“If you want to understand today, you have to search yesterday.”
– Pearl S. Buck
Connecting is the focus of the Encinitas Country Day (ECDS) Middle School History program, connecting past to present: examining universal human traits and activities, and bringing lessons of the past to bear on today’s world. Our courses cover the details of history – the leaders, inventions and innovations, wars and empires that form the tapestry of our human heritage. We also examine social, economic, and geographical issues, looking always for the common themes, the universal needs and desires that drive human behavior.
ECDS History courses are aligned to California Standards and lead our students on journeys through cultures and periods at once alien and familiar. We learn that even “ancient” civilizations are not really far removed from us, just around a bend in the river of time.
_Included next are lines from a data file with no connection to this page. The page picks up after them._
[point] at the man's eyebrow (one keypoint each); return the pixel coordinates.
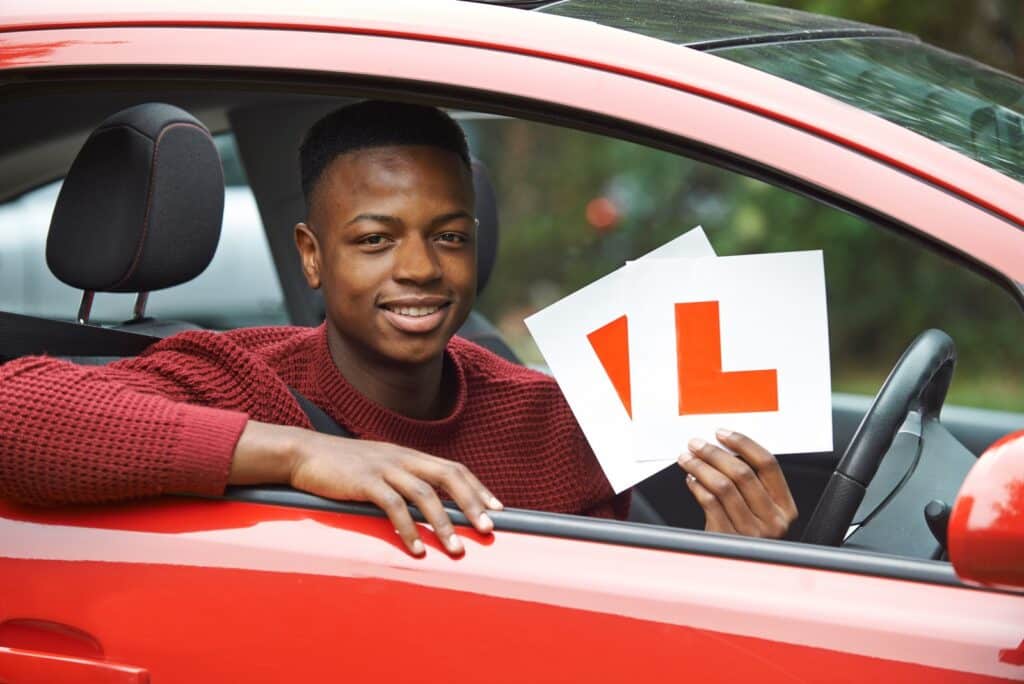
(380, 218)
(451, 216)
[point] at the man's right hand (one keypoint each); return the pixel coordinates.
(347, 469)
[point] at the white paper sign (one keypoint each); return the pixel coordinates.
(561, 334)
(737, 342)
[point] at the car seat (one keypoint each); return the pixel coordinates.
(139, 210)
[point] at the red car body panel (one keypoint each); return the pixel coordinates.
(845, 170)
(288, 594)
(212, 591)
(582, 43)
(985, 538)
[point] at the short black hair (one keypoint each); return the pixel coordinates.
(375, 124)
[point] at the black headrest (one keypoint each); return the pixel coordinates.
(486, 233)
(141, 206)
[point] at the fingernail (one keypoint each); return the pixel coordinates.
(485, 522)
Students read beyond the textbook – primary source materials, historical documents – and write a variety of journal entries, essays, and commentaries; they conduct research and write papers in MLA format; they create PowerPoint presentations and teach lessons. Through study of the past, our students become today’s – and tomorrow’s – knowledgeable citizens, neighbors, and leaders.
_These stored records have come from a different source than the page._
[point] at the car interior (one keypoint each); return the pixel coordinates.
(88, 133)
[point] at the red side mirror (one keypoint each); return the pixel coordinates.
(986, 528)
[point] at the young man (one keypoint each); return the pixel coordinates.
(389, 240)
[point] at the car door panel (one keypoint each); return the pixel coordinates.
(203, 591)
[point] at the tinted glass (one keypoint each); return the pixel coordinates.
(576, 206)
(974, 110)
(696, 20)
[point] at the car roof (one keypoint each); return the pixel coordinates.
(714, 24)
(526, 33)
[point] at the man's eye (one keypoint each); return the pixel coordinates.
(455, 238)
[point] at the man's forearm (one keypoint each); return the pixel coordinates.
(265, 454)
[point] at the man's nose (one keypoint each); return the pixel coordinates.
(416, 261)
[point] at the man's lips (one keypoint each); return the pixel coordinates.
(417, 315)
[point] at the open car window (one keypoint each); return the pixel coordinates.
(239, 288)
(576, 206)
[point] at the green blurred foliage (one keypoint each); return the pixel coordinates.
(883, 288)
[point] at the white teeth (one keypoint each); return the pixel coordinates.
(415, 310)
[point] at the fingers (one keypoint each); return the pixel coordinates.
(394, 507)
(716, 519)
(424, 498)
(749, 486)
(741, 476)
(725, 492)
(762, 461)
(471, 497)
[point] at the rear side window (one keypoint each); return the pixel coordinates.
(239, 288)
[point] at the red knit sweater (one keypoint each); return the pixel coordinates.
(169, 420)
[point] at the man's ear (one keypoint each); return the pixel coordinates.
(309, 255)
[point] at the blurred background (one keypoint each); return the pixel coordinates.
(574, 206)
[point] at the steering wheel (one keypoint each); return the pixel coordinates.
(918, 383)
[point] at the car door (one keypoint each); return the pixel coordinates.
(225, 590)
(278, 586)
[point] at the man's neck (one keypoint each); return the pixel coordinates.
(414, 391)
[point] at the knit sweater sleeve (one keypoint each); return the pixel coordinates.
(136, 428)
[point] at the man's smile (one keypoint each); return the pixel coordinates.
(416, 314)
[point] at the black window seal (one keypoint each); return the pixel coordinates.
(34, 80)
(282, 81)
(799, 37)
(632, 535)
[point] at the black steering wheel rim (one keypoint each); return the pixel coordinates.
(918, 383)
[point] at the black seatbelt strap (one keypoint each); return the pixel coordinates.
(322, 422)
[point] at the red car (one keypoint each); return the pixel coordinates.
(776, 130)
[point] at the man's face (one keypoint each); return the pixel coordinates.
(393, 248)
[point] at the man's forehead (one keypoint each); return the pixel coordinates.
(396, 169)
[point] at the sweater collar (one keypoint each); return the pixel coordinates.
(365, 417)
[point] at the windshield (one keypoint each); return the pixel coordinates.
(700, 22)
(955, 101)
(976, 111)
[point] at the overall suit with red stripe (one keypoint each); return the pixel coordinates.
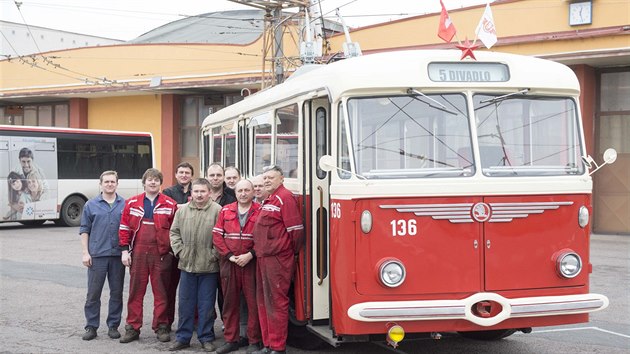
(231, 239)
(278, 237)
(152, 259)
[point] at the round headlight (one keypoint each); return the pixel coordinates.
(392, 273)
(583, 216)
(569, 265)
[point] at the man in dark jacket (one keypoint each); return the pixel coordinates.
(224, 195)
(101, 255)
(180, 192)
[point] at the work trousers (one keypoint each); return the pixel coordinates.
(147, 264)
(273, 279)
(109, 267)
(237, 281)
(172, 292)
(196, 292)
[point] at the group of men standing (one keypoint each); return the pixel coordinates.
(218, 235)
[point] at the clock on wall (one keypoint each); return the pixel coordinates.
(580, 13)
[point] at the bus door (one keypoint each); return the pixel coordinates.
(317, 121)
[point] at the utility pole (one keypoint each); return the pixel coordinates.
(273, 52)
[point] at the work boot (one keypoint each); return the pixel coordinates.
(130, 334)
(113, 333)
(90, 333)
(178, 346)
(227, 347)
(208, 347)
(163, 334)
(243, 342)
(252, 348)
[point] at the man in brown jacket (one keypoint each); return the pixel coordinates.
(191, 240)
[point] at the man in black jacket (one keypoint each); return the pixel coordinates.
(224, 195)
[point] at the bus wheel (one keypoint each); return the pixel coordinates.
(488, 335)
(71, 211)
(32, 222)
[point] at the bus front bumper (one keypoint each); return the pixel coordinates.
(468, 308)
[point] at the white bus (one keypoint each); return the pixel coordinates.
(438, 194)
(49, 173)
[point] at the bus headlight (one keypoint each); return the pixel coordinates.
(569, 264)
(583, 216)
(392, 273)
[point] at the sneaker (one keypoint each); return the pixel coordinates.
(113, 333)
(130, 334)
(90, 333)
(163, 334)
(227, 348)
(243, 342)
(178, 346)
(208, 346)
(252, 348)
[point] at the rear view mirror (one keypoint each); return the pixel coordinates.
(610, 156)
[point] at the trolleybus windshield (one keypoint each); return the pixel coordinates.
(528, 136)
(411, 136)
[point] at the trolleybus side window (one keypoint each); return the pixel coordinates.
(217, 145)
(321, 139)
(411, 136)
(287, 139)
(261, 131)
(81, 159)
(230, 149)
(344, 151)
(528, 136)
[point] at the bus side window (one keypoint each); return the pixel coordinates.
(343, 155)
(287, 140)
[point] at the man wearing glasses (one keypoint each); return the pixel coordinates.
(278, 237)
This course covers the political, social, cultural and economic developments around the world from approximately AD 500 through the 1700s. Students examine the history and cultures of Asia, Africa, Europe and the Americas, from the fall of the Roman Empire through the Age of Enlightenment. The diversity of cultures, the rise and fall of empires, and the universal issues of human progress are examined. This course is the second in the World History sequence that began with sixth grade Ancient Civilizations and continues through to the tenth grade course on the Modern World.
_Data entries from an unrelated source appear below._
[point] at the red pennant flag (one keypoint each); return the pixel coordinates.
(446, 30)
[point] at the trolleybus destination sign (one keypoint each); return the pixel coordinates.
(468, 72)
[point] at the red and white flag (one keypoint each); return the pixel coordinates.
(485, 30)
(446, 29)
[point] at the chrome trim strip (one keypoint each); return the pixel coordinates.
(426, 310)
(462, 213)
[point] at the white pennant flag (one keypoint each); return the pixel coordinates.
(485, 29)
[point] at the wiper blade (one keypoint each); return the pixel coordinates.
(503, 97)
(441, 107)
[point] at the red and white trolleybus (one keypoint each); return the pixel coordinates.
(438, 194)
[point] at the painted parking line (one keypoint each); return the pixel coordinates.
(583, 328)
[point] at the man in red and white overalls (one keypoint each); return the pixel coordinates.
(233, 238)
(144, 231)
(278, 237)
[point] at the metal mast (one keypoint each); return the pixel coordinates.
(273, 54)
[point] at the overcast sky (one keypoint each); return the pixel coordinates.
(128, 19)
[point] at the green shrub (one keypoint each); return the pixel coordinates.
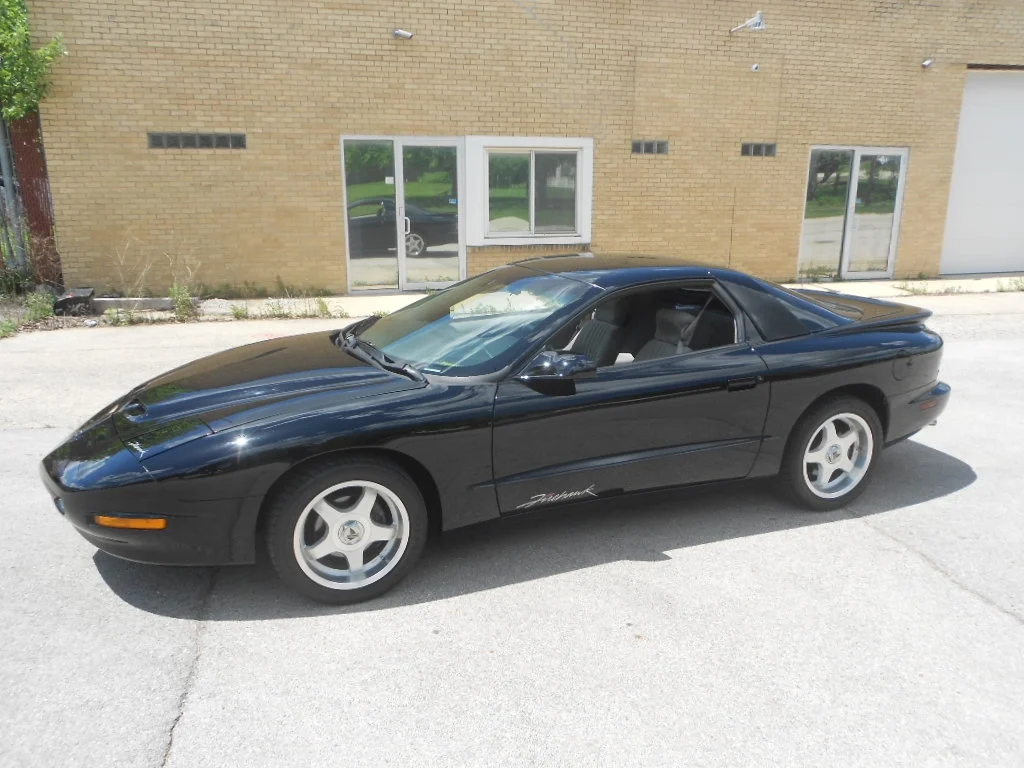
(185, 307)
(40, 306)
This course covers the political, economic and social developments in the United States from colonial times through 1914. Particular emphasis is placed on examining the political values on which our nation is based. Students will examine the development of democracy, cultural contact and conflicts, technological and industrial progress, expansion of borders and influence, and “American dreams.” A trip to Washington, D.C. in the spring helps bring United States history to life for our grade 8 students.